What can I do as a......
As a parent:
Many gang members say they joined because the gang offered them support, caring and a sense of order and purpose—all the things most parents try to give their kids. The odds are that the better you meet these needs, the less need your children will seek for gangs. Here are some parenting skills that are especially important:
- Talk with and listen to your child. Spend some special time with each child and give consistent love and attention.
- Be clear and consistent with rules and discipline.
- Put a high value on education and help your child do his or her best in school. Do everything possible to prevent dropping out.
- Help your kids identify positive role models and heroes—especially people in your community.
- Be good role models and teach kids how to:interact socially;
- handle competition and defeat;
- learn and follow school policies;
- respect all students, faculty, and family members;
- discuss and appreciate differences;
- avoid teasing, name calling, and other actions that could be hurtful;
- resolve conflicts nonviolently;
- deal with frustration in solving problems; and,
- cope with anger, stress, and peer pressure.
- Know your kids, their friends, and how they spend their time.
- Talk about acceptable views on crime, violence, weapons, and the appropriate forms of self-defense.
- Limit exposure to crime and violence.
- Keep guns and other weapons locked up and out of reach.
- Support school discipline policies.
- Make sure children attend class and complete homework.
- Get to know teachers and administrators.
- Encourage extracurricular activities.
- Attend parent-teacher conferences.
- Serve on school safety or PTA committees.
- Contact staff or authorities if a child has a concern, problem, or has been a victim at school.
- Work with other parents to help children stay safe when going to and from school activities.
- Get family counseling if needed.
- Do everything possible to involve your children in supervised, positive group activities.
- Praise them for doing well and encourage them to do their very best—to stretch their skills to the utmost.

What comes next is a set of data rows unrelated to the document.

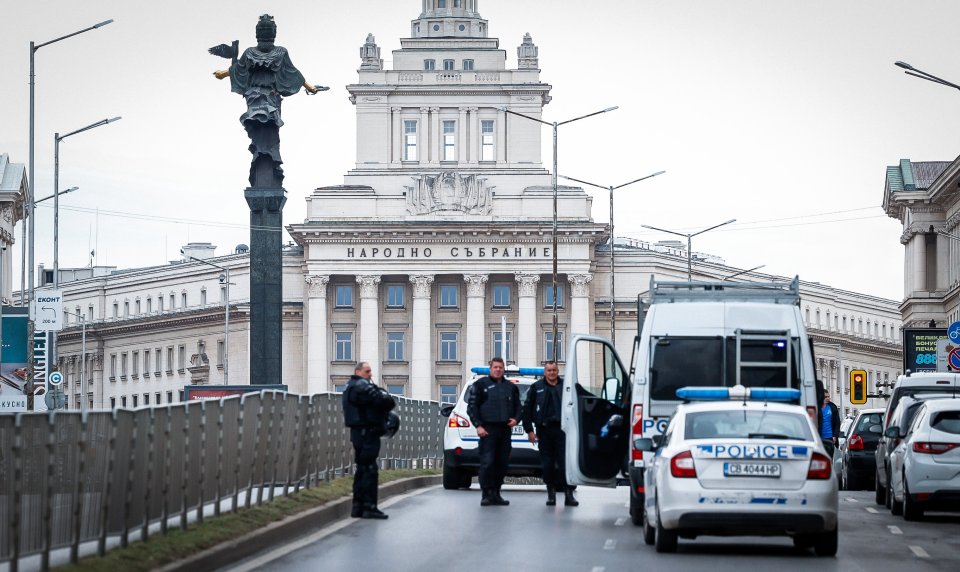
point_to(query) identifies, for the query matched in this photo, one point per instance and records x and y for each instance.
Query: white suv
(461, 457)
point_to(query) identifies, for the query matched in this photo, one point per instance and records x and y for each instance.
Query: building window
(395, 346)
(486, 140)
(548, 296)
(344, 341)
(448, 394)
(449, 296)
(448, 346)
(395, 296)
(501, 296)
(449, 140)
(548, 342)
(410, 140)
(344, 297)
(498, 348)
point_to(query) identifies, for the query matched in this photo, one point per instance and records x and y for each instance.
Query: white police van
(461, 458)
(700, 333)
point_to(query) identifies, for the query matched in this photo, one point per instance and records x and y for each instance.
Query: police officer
(365, 408)
(494, 409)
(542, 409)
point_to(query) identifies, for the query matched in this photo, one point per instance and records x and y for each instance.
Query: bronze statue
(264, 75)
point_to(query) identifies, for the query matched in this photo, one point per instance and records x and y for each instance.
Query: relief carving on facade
(476, 285)
(421, 285)
(528, 284)
(580, 284)
(317, 285)
(449, 191)
(369, 285)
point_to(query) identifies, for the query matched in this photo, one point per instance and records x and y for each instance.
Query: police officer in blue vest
(365, 409)
(494, 409)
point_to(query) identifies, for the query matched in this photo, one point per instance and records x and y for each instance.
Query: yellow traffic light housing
(858, 387)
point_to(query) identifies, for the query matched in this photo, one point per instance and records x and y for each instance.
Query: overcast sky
(782, 114)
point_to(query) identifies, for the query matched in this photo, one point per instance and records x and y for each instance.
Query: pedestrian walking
(541, 422)
(365, 409)
(494, 409)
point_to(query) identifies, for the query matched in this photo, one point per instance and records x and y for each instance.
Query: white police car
(461, 458)
(740, 465)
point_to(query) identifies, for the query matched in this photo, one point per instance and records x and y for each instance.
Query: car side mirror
(644, 444)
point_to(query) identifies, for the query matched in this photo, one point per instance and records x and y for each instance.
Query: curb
(278, 533)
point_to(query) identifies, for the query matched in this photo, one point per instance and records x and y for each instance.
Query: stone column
(462, 136)
(318, 378)
(579, 319)
(421, 342)
(527, 319)
(369, 322)
(436, 136)
(476, 332)
(396, 155)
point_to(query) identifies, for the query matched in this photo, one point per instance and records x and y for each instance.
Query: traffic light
(858, 387)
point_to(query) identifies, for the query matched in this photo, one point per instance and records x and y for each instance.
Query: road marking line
(919, 552)
(282, 551)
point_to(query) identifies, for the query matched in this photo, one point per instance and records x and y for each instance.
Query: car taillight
(681, 466)
(933, 448)
(820, 468)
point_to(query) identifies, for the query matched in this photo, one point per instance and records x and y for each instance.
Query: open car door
(596, 400)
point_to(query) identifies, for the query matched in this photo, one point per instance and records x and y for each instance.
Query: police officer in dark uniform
(494, 409)
(542, 408)
(365, 408)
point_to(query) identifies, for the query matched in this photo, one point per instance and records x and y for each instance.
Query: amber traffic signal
(858, 387)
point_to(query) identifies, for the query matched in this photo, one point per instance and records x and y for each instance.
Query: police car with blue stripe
(461, 456)
(737, 461)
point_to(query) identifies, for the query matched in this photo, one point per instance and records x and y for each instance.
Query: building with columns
(438, 240)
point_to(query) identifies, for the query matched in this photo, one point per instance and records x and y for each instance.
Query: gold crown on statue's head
(266, 29)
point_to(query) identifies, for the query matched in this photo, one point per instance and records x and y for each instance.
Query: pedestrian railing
(70, 478)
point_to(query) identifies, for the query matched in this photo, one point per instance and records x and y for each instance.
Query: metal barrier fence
(68, 478)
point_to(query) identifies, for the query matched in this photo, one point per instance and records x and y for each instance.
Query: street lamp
(57, 138)
(910, 70)
(555, 125)
(224, 279)
(29, 205)
(689, 238)
(611, 188)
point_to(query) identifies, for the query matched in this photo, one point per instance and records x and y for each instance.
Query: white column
(369, 322)
(476, 333)
(527, 319)
(579, 319)
(397, 148)
(421, 382)
(318, 378)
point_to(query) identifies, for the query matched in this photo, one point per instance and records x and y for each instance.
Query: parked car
(925, 466)
(858, 463)
(901, 417)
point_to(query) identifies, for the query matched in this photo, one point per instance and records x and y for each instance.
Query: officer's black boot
(551, 496)
(485, 500)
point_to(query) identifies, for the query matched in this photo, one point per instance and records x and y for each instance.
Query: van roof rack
(773, 292)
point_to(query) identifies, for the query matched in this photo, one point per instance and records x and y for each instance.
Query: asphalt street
(435, 529)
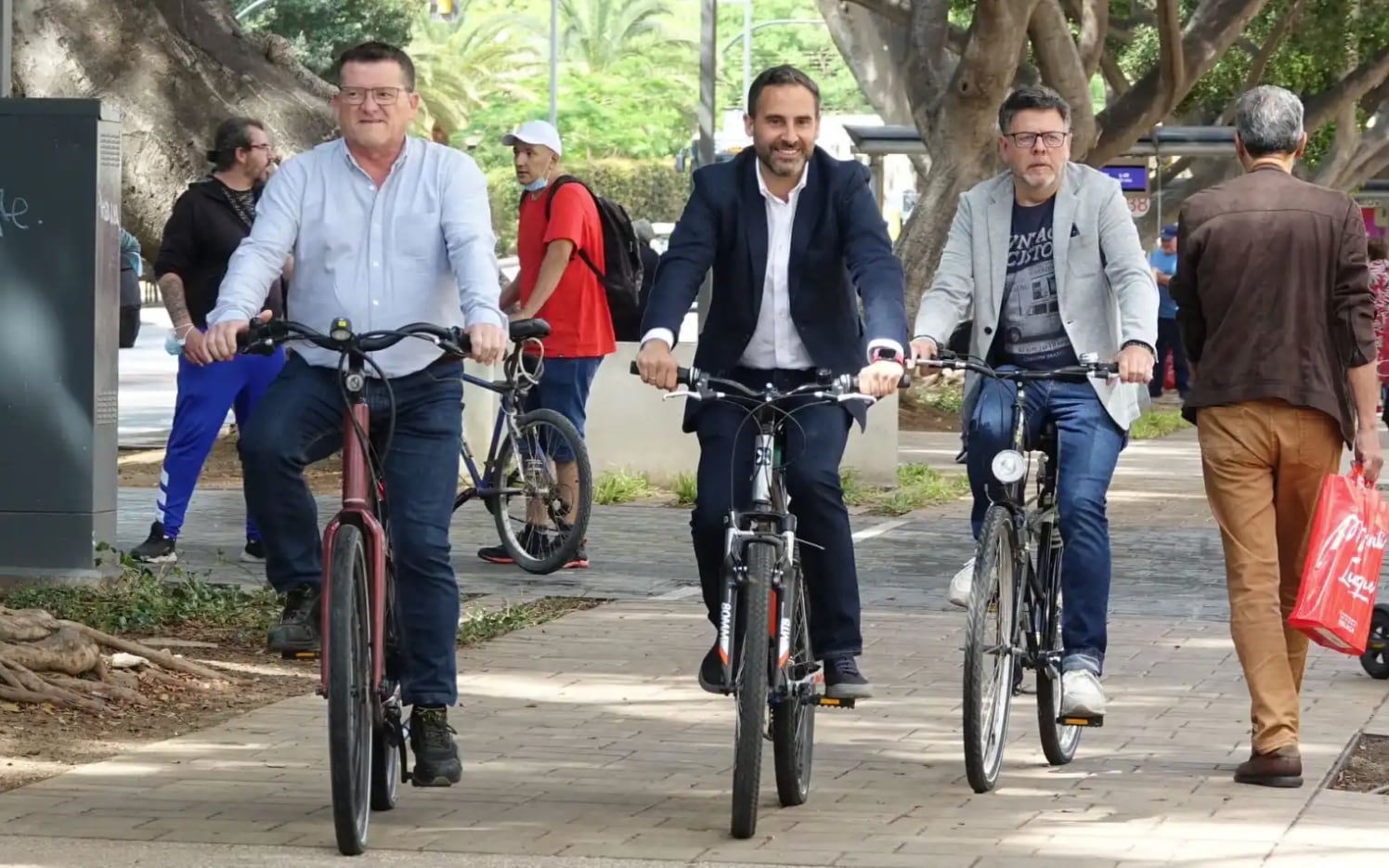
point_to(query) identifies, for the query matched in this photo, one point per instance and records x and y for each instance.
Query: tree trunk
(174, 69)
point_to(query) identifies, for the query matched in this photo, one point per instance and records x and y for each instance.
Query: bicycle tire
(793, 719)
(349, 691)
(983, 758)
(557, 556)
(750, 678)
(1058, 742)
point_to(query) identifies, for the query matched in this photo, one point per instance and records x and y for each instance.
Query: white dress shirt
(775, 343)
(419, 249)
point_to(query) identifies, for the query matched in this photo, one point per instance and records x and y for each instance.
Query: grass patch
(918, 486)
(482, 625)
(1157, 424)
(621, 486)
(140, 602)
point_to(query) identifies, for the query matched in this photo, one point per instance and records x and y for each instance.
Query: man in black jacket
(207, 224)
(795, 240)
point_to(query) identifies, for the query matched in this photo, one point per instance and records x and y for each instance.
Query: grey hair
(1268, 120)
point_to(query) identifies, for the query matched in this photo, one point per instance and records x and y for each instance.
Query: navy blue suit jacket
(839, 253)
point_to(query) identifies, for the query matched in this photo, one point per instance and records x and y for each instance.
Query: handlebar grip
(682, 375)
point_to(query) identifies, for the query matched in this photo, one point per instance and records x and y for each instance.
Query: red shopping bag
(1342, 571)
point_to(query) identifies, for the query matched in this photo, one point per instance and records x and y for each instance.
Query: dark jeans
(299, 422)
(1170, 339)
(815, 440)
(1088, 446)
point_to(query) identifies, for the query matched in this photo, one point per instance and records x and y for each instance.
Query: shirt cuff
(888, 343)
(667, 335)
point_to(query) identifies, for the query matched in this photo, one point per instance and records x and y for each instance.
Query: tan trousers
(1265, 462)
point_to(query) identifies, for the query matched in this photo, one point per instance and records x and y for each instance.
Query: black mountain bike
(775, 667)
(1016, 599)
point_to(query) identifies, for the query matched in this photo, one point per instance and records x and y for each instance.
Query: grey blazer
(1105, 285)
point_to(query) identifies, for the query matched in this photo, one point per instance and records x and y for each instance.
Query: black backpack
(621, 253)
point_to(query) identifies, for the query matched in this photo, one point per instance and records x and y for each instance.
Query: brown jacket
(1273, 293)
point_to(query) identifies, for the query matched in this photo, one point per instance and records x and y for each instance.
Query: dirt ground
(1367, 769)
(221, 471)
(42, 741)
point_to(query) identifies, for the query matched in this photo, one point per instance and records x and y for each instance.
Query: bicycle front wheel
(528, 473)
(349, 689)
(988, 650)
(750, 678)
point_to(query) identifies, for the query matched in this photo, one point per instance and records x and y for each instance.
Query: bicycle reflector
(1008, 465)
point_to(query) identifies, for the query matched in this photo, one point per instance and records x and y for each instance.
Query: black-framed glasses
(383, 96)
(1030, 139)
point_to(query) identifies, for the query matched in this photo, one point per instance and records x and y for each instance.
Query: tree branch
(1058, 60)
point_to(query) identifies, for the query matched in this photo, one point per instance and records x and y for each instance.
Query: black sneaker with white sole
(157, 549)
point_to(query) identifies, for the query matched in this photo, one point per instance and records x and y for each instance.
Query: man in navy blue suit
(795, 240)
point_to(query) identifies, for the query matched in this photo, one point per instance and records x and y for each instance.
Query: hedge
(652, 190)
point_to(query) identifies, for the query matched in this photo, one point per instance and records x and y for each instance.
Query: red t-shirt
(577, 311)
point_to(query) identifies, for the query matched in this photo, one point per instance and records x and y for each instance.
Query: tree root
(50, 660)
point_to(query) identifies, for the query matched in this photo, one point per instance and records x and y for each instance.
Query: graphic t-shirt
(1031, 332)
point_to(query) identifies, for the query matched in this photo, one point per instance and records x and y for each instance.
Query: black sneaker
(843, 680)
(531, 539)
(436, 755)
(254, 551)
(157, 549)
(711, 672)
(299, 625)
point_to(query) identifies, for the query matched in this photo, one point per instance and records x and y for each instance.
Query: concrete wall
(630, 428)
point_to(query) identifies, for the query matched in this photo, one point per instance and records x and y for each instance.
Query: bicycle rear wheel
(528, 464)
(988, 650)
(750, 678)
(793, 719)
(350, 692)
(1058, 741)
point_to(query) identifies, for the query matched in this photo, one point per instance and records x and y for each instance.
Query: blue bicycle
(535, 459)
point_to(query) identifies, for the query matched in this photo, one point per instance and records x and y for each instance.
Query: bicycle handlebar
(828, 386)
(261, 338)
(1089, 367)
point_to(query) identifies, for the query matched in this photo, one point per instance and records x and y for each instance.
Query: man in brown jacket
(1276, 310)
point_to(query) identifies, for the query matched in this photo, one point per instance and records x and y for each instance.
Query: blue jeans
(204, 395)
(1088, 445)
(300, 421)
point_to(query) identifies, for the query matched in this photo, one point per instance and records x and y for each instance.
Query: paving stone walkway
(587, 741)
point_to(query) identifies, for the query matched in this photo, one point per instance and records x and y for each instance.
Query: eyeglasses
(1030, 139)
(383, 96)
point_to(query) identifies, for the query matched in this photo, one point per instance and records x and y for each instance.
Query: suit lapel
(755, 229)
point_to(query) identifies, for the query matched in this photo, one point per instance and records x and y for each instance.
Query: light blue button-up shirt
(420, 249)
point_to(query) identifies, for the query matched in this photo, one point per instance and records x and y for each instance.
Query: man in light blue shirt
(385, 231)
(1168, 335)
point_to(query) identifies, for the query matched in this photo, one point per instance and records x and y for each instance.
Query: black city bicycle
(1014, 613)
(774, 664)
(360, 638)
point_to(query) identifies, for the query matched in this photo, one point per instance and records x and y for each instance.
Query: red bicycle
(360, 652)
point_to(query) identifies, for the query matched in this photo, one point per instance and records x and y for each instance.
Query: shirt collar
(761, 182)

- Know what your children are doing and with whom. Know about their friends and their friends’ families.
- Address the issue.
- It is important to discuss with your child gangs and the problems they can create. The best time to talk about gangs is before there’s a major problem. Tell your child that:You disapprove of gangs.
- You don’t want to see your child hurt or arrested.
- You see your child as special, and worth protecting.
- You want to help your child with any problems he or she might face.
- Family members don’t keep secrets from each other.
- You and other parents are working together against gangs. It is important that you really listen to what your child has to say.
- Talk with other parents. For one thing, you’ll find out what everyone else’s parent really said.
As a citizen:
- If you suspect gang activity in your area, contact the police immediately. Gangs often lead to crime problems, and the police should be made aware of potential problem areas.
- Develop positive alternatives. Are there after-school and weekend activities kids can enjoy? Can the school offer its facilities? Can older kids tutor or mentor younger ones? Can the kids themselves help with ideas?
- Work with police and other agencies. Report all suspicious activity; set up a neighborhood watch or a community patrol; let the police know about gang graffiti; get (and share) the facts on the gang problem in your community; find out what local services—non-profit as well as government—will work with communities to help avoid gang problems.
After contacting the police:
- Get organized against the gang organization. Use the system. Work with the local authorities and city or school organizations.
- Use your neighborhood association or get together with others to form a new group.
- Get help with a variety of sources right in your community.
- In addition to the police: religious leaders, family counselors, community associations, school counselors or principals, athletic coaches, Boys & Girls Clubs, YMCA/YWCA, Scouts, drug abuse prevention groups, youth-serving agencies and community centers—just to name a few.